Eine andere artifizielle Todesnähe stellt das Langgedicht die spinne der 1991 in Bern geborenen Eva Maria Leuenberger her. Ein sprechendes Ich, genannt „flügchen“, liegt in einem Raum auf einer Matratze, „flügellos gegen die zeit“, von draußen hört man die Straße und das Knacken einer Kastanie. Diesem Ich gegenüber befindet sich eine Spinne: „manchmal / schaust du sie an / und denkst: / ich könnte / mich ergeben“. Immer wieder scheint es, als käme der Raum selbst auf dieses Ich zu, das von Bildern, die durch die Risse in der Wand rieseln, bedrängt wird. Durch Wörter wie „asche“ oder „feuerräder“ evoziert das Gedicht ein bedrohliches Endzeitszenario.
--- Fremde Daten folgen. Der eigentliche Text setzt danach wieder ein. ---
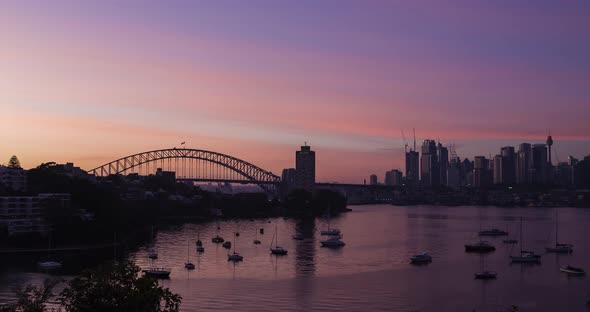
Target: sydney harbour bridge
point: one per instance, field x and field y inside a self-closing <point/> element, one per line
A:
<point x="192" y="165"/>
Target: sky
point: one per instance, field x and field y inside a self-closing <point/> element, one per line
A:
<point x="92" y="81"/>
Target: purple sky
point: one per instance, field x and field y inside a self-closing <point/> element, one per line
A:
<point x="90" y="81"/>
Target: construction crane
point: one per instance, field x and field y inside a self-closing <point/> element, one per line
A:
<point x="414" y="129"/>
<point x="405" y="142"/>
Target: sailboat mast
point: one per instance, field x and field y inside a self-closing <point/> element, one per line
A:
<point x="521" y="242"/>
<point x="556" y="226"/>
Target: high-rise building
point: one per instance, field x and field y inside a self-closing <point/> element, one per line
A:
<point x="373" y="179"/>
<point x="305" y="168"/>
<point x="454" y="174"/>
<point x="482" y="176"/>
<point x="443" y="163"/>
<point x="429" y="168"/>
<point x="412" y="167"/>
<point x="540" y="165"/>
<point x="393" y="177"/>
<point x="508" y="165"/>
<point x="498" y="169"/>
<point x="523" y="164"/>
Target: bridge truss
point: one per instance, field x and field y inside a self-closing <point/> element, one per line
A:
<point x="192" y="165"/>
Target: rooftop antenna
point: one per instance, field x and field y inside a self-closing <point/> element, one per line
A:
<point x="414" y="129"/>
<point x="405" y="143"/>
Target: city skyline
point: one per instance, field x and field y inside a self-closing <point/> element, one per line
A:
<point x="92" y="82"/>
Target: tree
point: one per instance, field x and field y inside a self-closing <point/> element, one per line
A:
<point x="13" y="162"/>
<point x="116" y="287"/>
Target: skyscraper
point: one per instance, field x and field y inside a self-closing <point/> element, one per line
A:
<point x="482" y="177"/>
<point x="498" y="169"/>
<point x="305" y="168"/>
<point x="443" y="163"/>
<point x="373" y="179"/>
<point x="393" y="177"/>
<point x="539" y="164"/>
<point x="429" y="171"/>
<point x="412" y="167"/>
<point x="523" y="164"/>
<point x="508" y="165"/>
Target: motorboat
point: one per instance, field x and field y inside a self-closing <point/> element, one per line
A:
<point x="421" y="258"/>
<point x="298" y="236"/>
<point x="561" y="248"/>
<point x="481" y="247"/>
<point x="572" y="270"/>
<point x="526" y="257"/>
<point x="50" y="265"/>
<point x="234" y="257"/>
<point x="486" y="275"/>
<point x="217" y="239"/>
<point x="157" y="272"/>
<point x="493" y="232"/>
<point x="278" y="250"/>
<point x="333" y="242"/>
<point x="330" y="232"/>
<point x="152" y="254"/>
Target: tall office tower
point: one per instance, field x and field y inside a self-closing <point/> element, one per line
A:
<point x="305" y="168"/>
<point x="481" y="172"/>
<point x="539" y="164"/>
<point x="429" y="171"/>
<point x="412" y="167"/>
<point x="523" y="164"/>
<point x="393" y="177"/>
<point x="373" y="179"/>
<point x="454" y="174"/>
<point x="549" y="144"/>
<point x="443" y="163"/>
<point x="498" y="169"/>
<point x="508" y="165"/>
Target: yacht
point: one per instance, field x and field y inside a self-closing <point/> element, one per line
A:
<point x="481" y="247"/>
<point x="559" y="248"/>
<point x="421" y="258"/>
<point x="234" y="257"/>
<point x="525" y="256"/>
<point x="486" y="275"/>
<point x="157" y="272"/>
<point x="493" y="232"/>
<point x="298" y="236"/>
<point x="50" y="265"/>
<point x="277" y="250"/>
<point x="333" y="242"/>
<point x="330" y="232"/>
<point x="572" y="270"/>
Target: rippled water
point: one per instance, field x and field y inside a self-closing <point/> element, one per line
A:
<point x="372" y="272"/>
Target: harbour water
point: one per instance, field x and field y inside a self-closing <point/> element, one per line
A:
<point x="372" y="272"/>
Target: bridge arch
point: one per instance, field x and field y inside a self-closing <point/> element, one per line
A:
<point x="227" y="168"/>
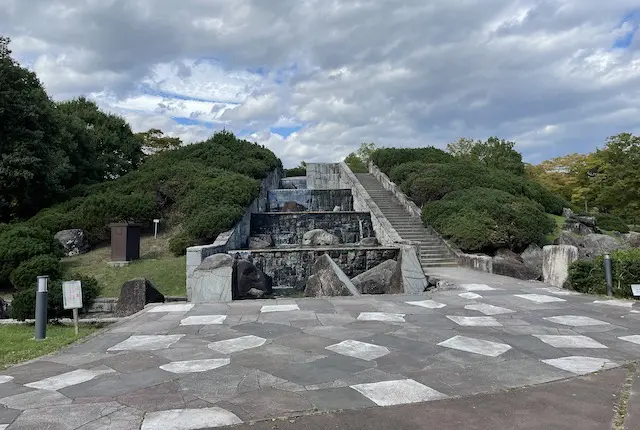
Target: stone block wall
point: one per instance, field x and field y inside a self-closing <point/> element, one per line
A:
<point x="292" y="267"/>
<point x="288" y="228"/>
<point x="309" y="200"/>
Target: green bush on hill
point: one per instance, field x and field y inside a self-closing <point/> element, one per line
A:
<point x="587" y="276"/>
<point x="485" y="220"/>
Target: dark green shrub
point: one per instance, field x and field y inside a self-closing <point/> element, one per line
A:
<point x="25" y="275"/>
<point x="587" y="276"/>
<point x="388" y="158"/>
<point x="611" y="223"/>
<point x="485" y="220"/>
<point x="24" y="303"/>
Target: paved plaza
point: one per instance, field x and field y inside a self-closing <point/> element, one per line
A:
<point x="180" y="366"/>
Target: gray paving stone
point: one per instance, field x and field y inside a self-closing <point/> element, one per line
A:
<point x="267" y="330"/>
<point x="63" y="416"/>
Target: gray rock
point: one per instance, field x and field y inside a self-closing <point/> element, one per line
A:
<point x="369" y="241"/>
<point x="328" y="279"/>
<point x="532" y="258"/>
<point x="319" y="237"/>
<point x="135" y="294"/>
<point x="249" y="277"/>
<point x="591" y="245"/>
<point x="74" y="241"/>
<point x="376" y="280"/>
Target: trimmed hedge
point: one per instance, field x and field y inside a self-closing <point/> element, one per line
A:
<point x="486" y="219"/>
<point x="587" y="276"/>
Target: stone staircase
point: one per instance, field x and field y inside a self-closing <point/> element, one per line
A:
<point x="432" y="252"/>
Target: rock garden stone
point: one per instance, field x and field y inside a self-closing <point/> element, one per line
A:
<point x="135" y="294"/>
<point x="249" y="278"/>
<point x="376" y="280"/>
<point x="319" y="237"/>
<point x="328" y="279"/>
<point x="74" y="241"/>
Die Spinne vervielfacht sich, wodurch sich auch die Bedrohung steigert. Leuenbergers Langgedicht lässt sich lesen als eine lyrische Paraphrase der menschlichen Schuldhaftigkeit an der Zerstörung der Welt, bleibt dabei aber nicht in den Fallstricken ökolyrischer Betulichkeit hängen. Man könnte es auch als eine Art Inversion von Blaise Pascals berühmtem Satz lesen: „Das ganze Unglück der Menschen rührt allein daher, dass sie nicht ruhig in einem Zimmer zu bleiben vermögen“, aus den Pensées. Nachdem die Menschen ihre Zimmer verlassen und jede Menge Unheil angerichtet haben, ist die Rückkehr in die Ruhe unmöglich geworden.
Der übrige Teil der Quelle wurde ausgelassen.